Transforming Homes with Mosaic Architects and Interiors

Mosaic Architects and Interiors is a boutique architecture and interior design firm that specializes in creating and designing custom homes and estates in a way that captures what some people’s dreams are made of. Whether it’s re-imagining an entryway, re-orienting the home to face West instead of North or putting windows into walls, the Boulder firm is up to the task. 

Led by firm partner Jane Snyder, Mosaic worked closely with the Bennett family over the course of 14 months to take their home of 15 years and turn it into exactly what they had always wanted: a comfortable home with a breathtaking view of the Flatirons. 

While getting the Bennett family to buy into transforming their home in the foothills took time, the real challenge facing partner Snyder and the rest of Mosaic was with the form. 

The addition to the home would need to face the Flatirons at an angle that meshed well with other parts of the housethe nearby rooms, the direction of the flooring throughout the house. And there was still a question of what to do with a kitchen that was too small and facing away from one of the most breathtaking views in all of Colorado. 

The Bennetts had already been itching to renovate, and considerable basement flooding forced their hand a bit. But it was still going to be an investment of time and money that would be difficult nonetheless. 

Luckily for the Bennetts, the people they entrusted with their home happen to thrive off walking into a place, imagining what it would look like if the walls were torn down, and then building it all back up to be better than ever. 

Kitchen

The kitchen was in a different place before Snyder and Mosaic got their hands on it, literally: It was facing the driveway in the front of the house, and it was too cramped. 

Mosaic relocated the kitchen, installed walnut cabinets and opened it up to be an ideal space for multiple family members to gather in at once. The only issue now is that the dishes get done a bit slower than they used to, but that’s to blame on the new view. 

 Lounge

The lounge is at the root of the entire remodel, as walls were knocked down in favor of giant windows, a knuckle was added to the foundation of the house to support an angle toward the Flatirons, and a local artisan custom-made fireplace with a rough sandstone base was installed. Which previously did not exist. 

Instead of a breakfast table, Mosaic went with some soft seating that’s perfect for staring out into the nature surrounding the house. The size of the windows and the way the room angles toward the Flatirons creates the illusion of being out in the midst of whatever weather is rolling in from the mountaintops. 

Living Room

Snyder was adamant that the Bennett family didn’t need more square feet, but better square feet. The living room is evidence that she may have been onto something. 

As a result of having so many other windows in other parts of the house to stare through, the living room became more of an intentional seating space. With the walnut frame furniture, no television and LED lights strung across the top and bottom of the rough sandstone wall, making the rock glow at night. The living room is an intimate room that further highlights the synergy and commonalities between the elements used inside of the house and found outside it. 

Exterior Patio

The boulders strategically placed throughout the back patio are true to the elements common in the area, but they also help maintain an element of control: Even if outside among the hills, the patio is still very much a part of the property.
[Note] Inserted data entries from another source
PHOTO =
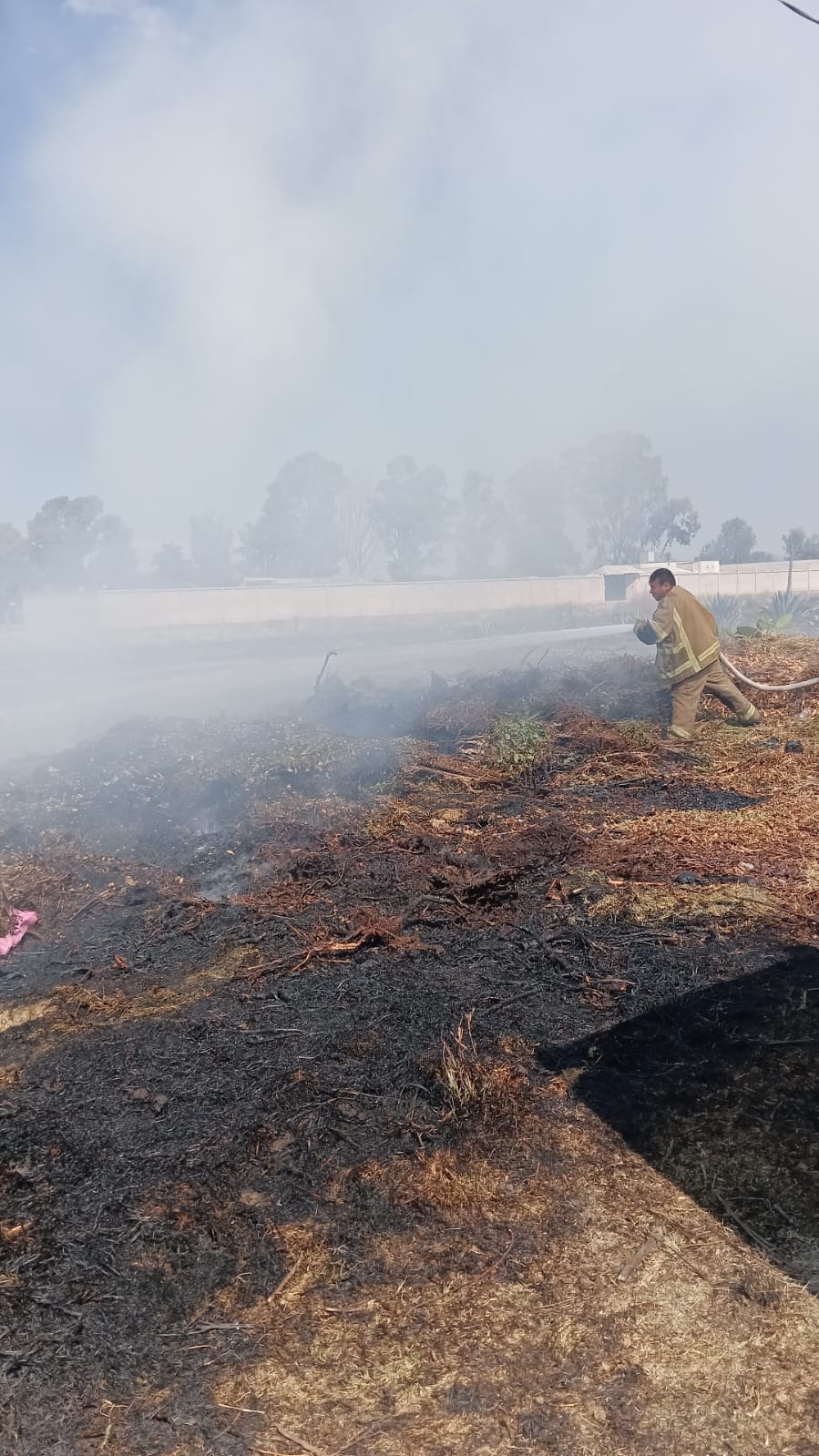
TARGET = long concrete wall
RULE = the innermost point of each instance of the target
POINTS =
(296, 605)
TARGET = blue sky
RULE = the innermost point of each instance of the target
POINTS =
(480, 232)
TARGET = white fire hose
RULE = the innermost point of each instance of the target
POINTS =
(768, 687)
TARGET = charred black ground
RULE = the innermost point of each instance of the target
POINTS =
(260, 942)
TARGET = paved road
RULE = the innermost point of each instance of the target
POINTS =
(54, 699)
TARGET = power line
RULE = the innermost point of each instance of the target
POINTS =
(796, 10)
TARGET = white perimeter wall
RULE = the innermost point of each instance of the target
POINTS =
(293, 605)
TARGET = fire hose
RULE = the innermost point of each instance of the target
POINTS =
(768, 687)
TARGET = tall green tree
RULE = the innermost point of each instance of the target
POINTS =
(626, 497)
(801, 546)
(411, 515)
(735, 542)
(72, 536)
(298, 530)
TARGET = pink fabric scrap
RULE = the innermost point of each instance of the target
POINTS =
(22, 921)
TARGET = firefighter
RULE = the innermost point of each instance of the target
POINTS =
(688, 657)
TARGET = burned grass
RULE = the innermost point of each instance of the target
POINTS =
(315, 1127)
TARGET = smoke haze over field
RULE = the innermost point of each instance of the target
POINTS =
(476, 232)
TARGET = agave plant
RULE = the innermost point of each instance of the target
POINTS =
(783, 612)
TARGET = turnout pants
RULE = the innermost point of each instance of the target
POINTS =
(685, 699)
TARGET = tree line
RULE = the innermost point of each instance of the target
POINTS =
(612, 495)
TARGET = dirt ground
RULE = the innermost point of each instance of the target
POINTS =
(415, 1076)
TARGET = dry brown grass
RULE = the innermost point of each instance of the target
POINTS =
(445, 1179)
(474, 1084)
(519, 1334)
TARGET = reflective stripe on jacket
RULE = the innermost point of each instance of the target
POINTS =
(685, 634)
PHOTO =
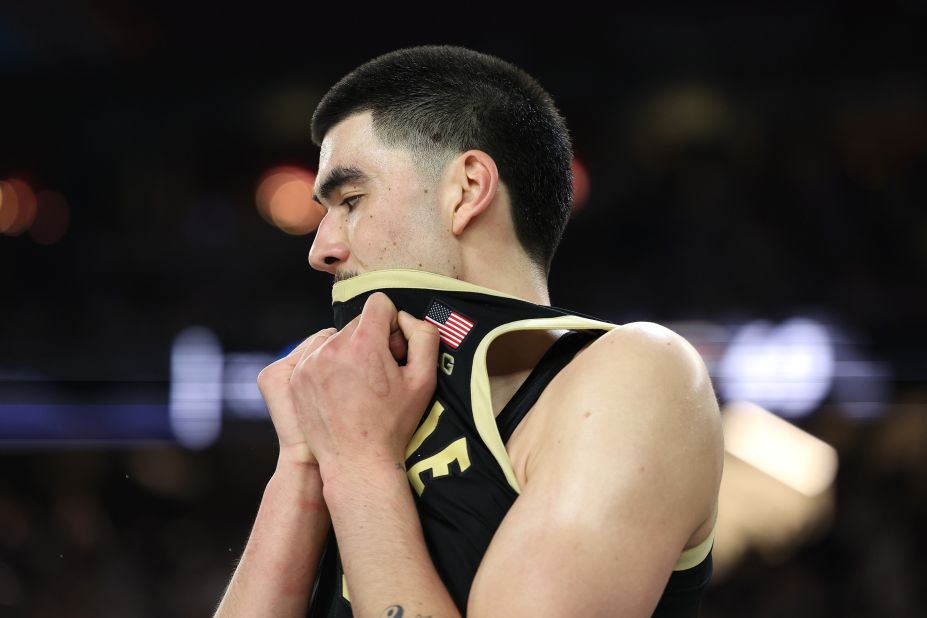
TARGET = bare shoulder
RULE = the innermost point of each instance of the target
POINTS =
(641, 388)
(639, 358)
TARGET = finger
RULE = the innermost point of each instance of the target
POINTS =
(310, 345)
(378, 318)
(422, 356)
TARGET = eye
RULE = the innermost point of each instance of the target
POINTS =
(350, 202)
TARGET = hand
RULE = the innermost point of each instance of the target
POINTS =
(357, 406)
(274, 384)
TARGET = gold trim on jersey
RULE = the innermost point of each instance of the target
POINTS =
(694, 555)
(405, 278)
(480, 399)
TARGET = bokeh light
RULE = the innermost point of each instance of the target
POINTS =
(51, 218)
(17, 206)
(580, 184)
(284, 199)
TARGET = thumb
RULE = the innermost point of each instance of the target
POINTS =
(422, 356)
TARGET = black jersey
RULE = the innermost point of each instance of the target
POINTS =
(459, 472)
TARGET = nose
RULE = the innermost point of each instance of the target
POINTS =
(329, 251)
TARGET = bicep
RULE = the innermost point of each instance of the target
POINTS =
(620, 485)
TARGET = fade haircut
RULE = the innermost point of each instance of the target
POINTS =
(439, 101)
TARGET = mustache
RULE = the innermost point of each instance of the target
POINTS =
(345, 274)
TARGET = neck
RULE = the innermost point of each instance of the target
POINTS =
(522, 280)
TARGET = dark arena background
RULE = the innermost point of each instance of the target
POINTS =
(755, 179)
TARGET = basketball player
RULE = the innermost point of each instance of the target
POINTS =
(456, 445)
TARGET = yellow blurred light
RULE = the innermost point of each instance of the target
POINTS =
(51, 219)
(778, 448)
(284, 199)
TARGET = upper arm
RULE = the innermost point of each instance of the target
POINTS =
(626, 468)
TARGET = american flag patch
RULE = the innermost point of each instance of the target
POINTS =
(452, 326)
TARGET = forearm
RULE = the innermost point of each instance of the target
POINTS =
(383, 551)
(277, 569)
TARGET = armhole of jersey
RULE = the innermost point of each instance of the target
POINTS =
(694, 555)
(480, 398)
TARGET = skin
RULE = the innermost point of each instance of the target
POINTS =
(619, 460)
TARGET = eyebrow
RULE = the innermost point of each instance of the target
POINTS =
(336, 177)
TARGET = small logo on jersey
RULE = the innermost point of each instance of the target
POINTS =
(447, 363)
(452, 326)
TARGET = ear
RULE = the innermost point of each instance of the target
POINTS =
(475, 180)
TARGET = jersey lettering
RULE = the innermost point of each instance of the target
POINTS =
(439, 464)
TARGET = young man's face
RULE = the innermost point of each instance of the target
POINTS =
(379, 212)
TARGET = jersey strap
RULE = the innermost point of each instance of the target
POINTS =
(556, 358)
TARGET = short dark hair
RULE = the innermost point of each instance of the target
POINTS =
(439, 101)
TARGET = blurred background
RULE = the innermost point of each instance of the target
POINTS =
(755, 179)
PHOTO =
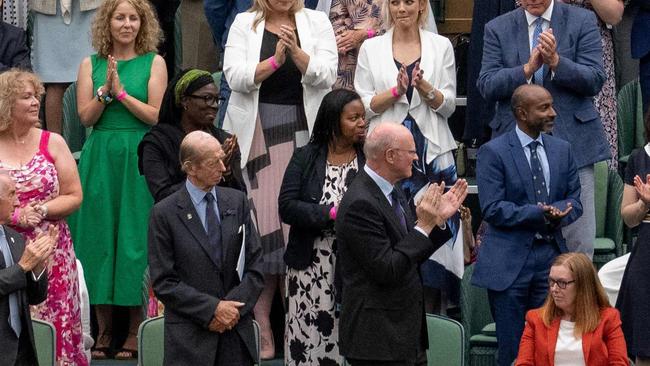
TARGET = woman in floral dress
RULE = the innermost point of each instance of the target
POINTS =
(314, 183)
(48, 190)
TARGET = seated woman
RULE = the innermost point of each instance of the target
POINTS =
(314, 183)
(576, 325)
(190, 103)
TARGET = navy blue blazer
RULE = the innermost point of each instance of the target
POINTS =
(578, 77)
(509, 208)
(13, 48)
(639, 40)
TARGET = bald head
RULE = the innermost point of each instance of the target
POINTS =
(525, 95)
(390, 151)
(384, 136)
(195, 146)
(532, 106)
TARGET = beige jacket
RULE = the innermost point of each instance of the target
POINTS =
(49, 6)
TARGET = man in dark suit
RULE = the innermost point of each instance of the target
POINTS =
(528, 190)
(380, 249)
(557, 46)
(205, 258)
(640, 43)
(23, 282)
(13, 48)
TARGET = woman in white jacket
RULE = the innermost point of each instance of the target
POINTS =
(408, 76)
(280, 60)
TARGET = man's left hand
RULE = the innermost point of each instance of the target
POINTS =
(548, 48)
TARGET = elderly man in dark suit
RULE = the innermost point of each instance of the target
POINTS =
(23, 282)
(204, 258)
(529, 190)
(557, 46)
(380, 249)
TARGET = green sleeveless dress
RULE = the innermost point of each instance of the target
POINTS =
(110, 228)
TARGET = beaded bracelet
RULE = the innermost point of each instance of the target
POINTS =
(104, 98)
(274, 65)
(120, 97)
(333, 213)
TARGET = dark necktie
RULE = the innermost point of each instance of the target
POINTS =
(14, 309)
(539, 183)
(212, 223)
(539, 74)
(398, 209)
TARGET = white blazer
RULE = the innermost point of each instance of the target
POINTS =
(242, 55)
(376, 72)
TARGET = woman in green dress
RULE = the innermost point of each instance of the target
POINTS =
(119, 92)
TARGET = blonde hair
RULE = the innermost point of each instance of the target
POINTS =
(149, 34)
(262, 8)
(12, 83)
(387, 18)
(590, 295)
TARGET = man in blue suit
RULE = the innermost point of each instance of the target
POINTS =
(525, 201)
(640, 43)
(558, 46)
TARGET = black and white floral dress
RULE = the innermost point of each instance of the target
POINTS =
(312, 329)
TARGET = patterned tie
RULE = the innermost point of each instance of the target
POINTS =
(14, 310)
(212, 223)
(539, 183)
(539, 74)
(398, 209)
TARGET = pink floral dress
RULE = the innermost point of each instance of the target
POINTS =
(37, 181)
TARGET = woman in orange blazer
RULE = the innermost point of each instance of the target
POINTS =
(576, 325)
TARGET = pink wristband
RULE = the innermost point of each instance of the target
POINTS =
(15, 217)
(274, 64)
(333, 213)
(120, 97)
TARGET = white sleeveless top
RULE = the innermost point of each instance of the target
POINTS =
(568, 349)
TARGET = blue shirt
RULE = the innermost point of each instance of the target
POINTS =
(525, 140)
(197, 196)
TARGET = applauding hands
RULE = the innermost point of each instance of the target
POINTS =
(436, 206)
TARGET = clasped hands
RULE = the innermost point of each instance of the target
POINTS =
(544, 53)
(286, 44)
(436, 206)
(226, 316)
(30, 215)
(553, 213)
(112, 84)
(38, 250)
(421, 85)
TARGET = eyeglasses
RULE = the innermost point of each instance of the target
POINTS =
(561, 284)
(207, 99)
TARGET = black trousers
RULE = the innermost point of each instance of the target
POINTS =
(232, 351)
(421, 360)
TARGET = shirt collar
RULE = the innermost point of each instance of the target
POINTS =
(546, 16)
(196, 194)
(384, 185)
(525, 140)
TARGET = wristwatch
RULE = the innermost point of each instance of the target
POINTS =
(430, 96)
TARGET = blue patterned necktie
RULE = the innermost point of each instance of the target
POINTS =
(539, 74)
(539, 183)
(212, 223)
(14, 310)
(397, 207)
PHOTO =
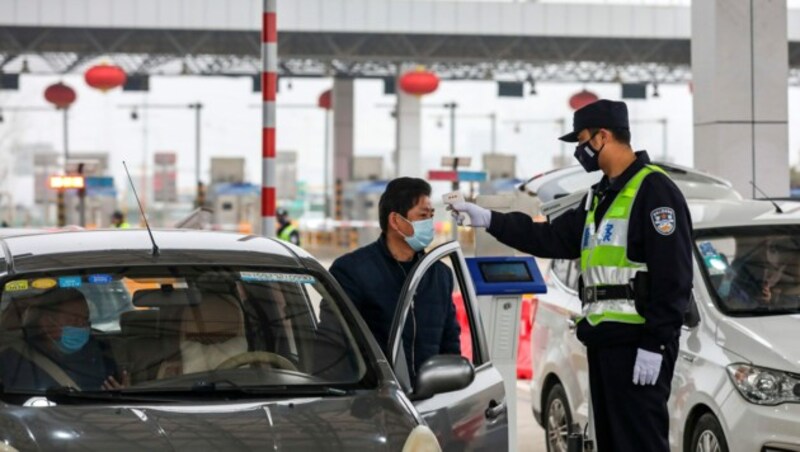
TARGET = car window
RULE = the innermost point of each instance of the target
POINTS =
(752, 270)
(174, 328)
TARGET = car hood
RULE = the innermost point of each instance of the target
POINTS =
(372, 422)
(768, 341)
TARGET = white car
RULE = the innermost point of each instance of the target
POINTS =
(737, 379)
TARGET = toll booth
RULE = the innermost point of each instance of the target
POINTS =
(236, 206)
With neighbors on both sides, the patio is small enough to maintain a good sense of privacy, but it’s large enough to comfortably host gatherings, meals and a few drinks with friends.

When evening rolls in and lights inside the house glow, the back patio becomes the very best place to view the home’s radical and astonishing transformation. 

 

“We love everything about this house. They did such a superb job marrying something that was brand new to something that already existed.”